Ginger and soy fish with coriander noodles

  • 10 mins preparation
  • 20 mins cooking
  • Serves 4
  • Print


Ginger and soy fish with coriander noodles
  • 1/4 cup (60ml) chinese cooking wine
  • 1/4 cup (60ml) light soy sauce
  • 2 teaspoon sesame oil
  • 2 clove garlic, crushed
  • 1 medium piece fresh ginger (20g), grated
  • 1 teaspoon caster sugar
  • 4 x 200g snapper fillets, skin on
  • 180 gram dried somen noodles
  • 1 1/2 cup fresh coriander leaves, firmly packed
  • 1 small piece fresh ginger (10g), sliced
  • 1 1/2 tablespoon peanut oil
  • 1 tablespoon lime juice
  • 1/2 teaspoon dried chilli flakes


Ginger and soy fish with coriander noodles
  • 1
    In a medium bowl, combine cooking wine, sauce, oil, garlic, ginger, sugar and fish.
  • 2
    Meanwhile, to make coriander noodles: In a large saucepan of boiling water, cook noodles until tender; drain reserving ¼ cup cooking liquid. Meanwhile, blend or process coriander, ginger, oil, juice and chilli until mixture forms a paste.

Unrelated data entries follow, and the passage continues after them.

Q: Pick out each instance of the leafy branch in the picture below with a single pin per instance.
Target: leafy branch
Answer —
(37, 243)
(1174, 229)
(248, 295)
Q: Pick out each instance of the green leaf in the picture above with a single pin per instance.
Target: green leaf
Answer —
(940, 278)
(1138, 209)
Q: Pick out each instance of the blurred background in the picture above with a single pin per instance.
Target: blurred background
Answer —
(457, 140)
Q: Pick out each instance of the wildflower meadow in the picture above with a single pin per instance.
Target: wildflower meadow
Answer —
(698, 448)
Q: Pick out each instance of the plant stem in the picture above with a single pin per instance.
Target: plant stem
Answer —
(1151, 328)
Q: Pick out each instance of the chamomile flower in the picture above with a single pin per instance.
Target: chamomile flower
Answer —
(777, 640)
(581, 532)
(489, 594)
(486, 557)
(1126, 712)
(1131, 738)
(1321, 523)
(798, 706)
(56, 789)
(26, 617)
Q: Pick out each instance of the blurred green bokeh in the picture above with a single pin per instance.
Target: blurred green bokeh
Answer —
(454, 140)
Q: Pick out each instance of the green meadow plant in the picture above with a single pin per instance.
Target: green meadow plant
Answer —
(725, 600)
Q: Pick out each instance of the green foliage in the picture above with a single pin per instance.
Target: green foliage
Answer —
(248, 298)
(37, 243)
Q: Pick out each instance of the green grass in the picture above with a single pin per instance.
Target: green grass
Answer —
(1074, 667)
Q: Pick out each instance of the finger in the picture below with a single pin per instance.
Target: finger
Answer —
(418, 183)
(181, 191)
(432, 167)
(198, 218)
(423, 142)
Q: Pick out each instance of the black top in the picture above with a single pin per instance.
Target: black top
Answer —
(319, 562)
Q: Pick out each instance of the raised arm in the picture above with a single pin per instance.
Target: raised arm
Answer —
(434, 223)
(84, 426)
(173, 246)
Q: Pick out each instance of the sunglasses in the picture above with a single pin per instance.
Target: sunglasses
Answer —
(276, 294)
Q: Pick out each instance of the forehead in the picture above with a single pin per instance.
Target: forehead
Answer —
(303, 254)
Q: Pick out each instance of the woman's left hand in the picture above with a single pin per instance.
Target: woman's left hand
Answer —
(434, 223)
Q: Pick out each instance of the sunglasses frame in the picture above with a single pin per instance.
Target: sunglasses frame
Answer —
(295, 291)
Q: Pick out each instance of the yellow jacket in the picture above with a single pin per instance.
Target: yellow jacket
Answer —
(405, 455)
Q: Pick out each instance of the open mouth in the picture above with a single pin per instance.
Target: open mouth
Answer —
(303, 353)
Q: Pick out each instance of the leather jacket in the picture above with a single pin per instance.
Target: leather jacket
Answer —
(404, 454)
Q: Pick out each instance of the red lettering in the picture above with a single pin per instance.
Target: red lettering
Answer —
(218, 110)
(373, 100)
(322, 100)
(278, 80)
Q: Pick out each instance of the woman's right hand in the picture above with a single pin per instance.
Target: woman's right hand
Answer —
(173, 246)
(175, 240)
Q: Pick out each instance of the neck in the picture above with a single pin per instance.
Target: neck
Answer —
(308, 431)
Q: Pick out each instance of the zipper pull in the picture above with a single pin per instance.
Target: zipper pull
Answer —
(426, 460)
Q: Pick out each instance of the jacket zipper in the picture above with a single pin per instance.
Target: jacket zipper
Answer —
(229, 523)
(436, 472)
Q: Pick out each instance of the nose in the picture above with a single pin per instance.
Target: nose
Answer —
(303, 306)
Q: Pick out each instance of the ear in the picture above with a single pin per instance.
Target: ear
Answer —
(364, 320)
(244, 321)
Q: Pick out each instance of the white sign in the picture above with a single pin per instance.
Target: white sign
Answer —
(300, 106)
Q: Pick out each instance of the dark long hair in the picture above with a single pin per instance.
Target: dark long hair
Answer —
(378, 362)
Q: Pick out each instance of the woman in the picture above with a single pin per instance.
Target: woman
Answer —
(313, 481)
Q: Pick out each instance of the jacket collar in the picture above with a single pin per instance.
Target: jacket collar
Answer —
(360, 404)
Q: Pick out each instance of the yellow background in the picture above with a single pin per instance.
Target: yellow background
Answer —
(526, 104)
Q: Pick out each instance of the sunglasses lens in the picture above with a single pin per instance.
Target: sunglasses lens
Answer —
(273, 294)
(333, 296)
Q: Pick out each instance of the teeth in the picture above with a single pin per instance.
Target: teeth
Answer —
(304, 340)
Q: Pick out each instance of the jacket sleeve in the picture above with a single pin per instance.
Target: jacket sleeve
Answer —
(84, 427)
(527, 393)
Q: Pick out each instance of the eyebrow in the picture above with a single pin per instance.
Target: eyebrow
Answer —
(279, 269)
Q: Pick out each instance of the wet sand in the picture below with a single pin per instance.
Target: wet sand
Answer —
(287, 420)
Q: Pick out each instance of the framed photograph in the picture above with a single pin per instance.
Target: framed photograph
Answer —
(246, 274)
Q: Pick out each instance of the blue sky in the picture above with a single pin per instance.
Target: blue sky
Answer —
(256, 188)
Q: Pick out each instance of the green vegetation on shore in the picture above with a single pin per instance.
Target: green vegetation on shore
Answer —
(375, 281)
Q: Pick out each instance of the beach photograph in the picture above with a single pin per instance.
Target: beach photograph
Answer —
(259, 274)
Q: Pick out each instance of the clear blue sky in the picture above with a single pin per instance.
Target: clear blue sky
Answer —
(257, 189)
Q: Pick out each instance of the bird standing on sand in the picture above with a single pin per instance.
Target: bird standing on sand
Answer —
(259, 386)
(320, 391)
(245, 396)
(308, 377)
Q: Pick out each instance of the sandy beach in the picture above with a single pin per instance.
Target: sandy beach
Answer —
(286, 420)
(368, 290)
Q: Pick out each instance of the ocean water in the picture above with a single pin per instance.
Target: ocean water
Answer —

In a large bowl, combine coriander paste, noodles and reserved cooking liquid.
  • 3
    In a heated, oiled large frying pan, cook fish over medium heat for about 2-3 minutes each side, or until cooked through.
  • 4
    Serve fish with coriander noodles.


Chinese cooking wine (chinese rice wine or hao hsing) is available from selected supermarkets and Asian food shops; use sherry if you can't find it. Somen noodles are the thinnest variety of Japanese noodle, similar to vermicelli. It is available at selected supermarkets and Japanese food shops.